Back in January upon coming into office, Syriza probably could not have won a referendum on whether to pay or not to pay. It didn’t have a full parliamentary majority, and had to rely on a nationalist party for Tsipras to become prime minister. (That party balked at cutting back Greek military spending, which was 3% of GDP, and which the troika had helpfully urged to be cut back in order to balance the government’s budget.)
Seeing how unyielding the opposition was, Syriza’s stance was: “We would like to pay. But there’s no money.”
This kept throwing the ball back into the troika’s court. The Institutions were so unyielding that Syriza’s approval rating in the polls rose by 13% by June. Greek voters became increasingly incensed at the Troika’s demand for further pension cuts and privatizations.
Tsipras and Varoufakis were willing to pay the IMF with the IMF’s own funds, in what V. called “extend and pretend.” But their only interest in keeping current on debt was to obtain additional funding that could be used to pay domestic pensions and other basic government budgetary expenditures.
The basic tactic in such tensions between creditors and debtors is clear: once debt repayments exceed new loans, stop paying.
So when The Institutions made it clear that no more credit would be forthcoming without Syriza adopting the old Pasok/New Democracy capitulation to Troika demands, Tsipras and Varoufakis decided it was time to call a referendum eight days hence, on Sunday, July 5.

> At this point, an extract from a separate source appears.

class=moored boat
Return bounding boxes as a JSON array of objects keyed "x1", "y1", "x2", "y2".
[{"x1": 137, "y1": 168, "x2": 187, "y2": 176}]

Late Friday night and into the early Saturday morning hours, Greeks ran to the ATM machines to convert their checking and savings deposits into euro notes, expecting that the end game would involve a likely 30% depreciation of the drachma – and that indeed, the ECB would stop lending to support Greek banks (the only role the ECB wanted to play).
Syriza had no love for the banks. They were the vehicles through which the oligarchs controlled the Greek economy, after all. For a month, they had been discussing how to separate the banks into “good bank” and “bad bank,” either nationalizing them (wiping out stockholders) or creating a Public Option alternative.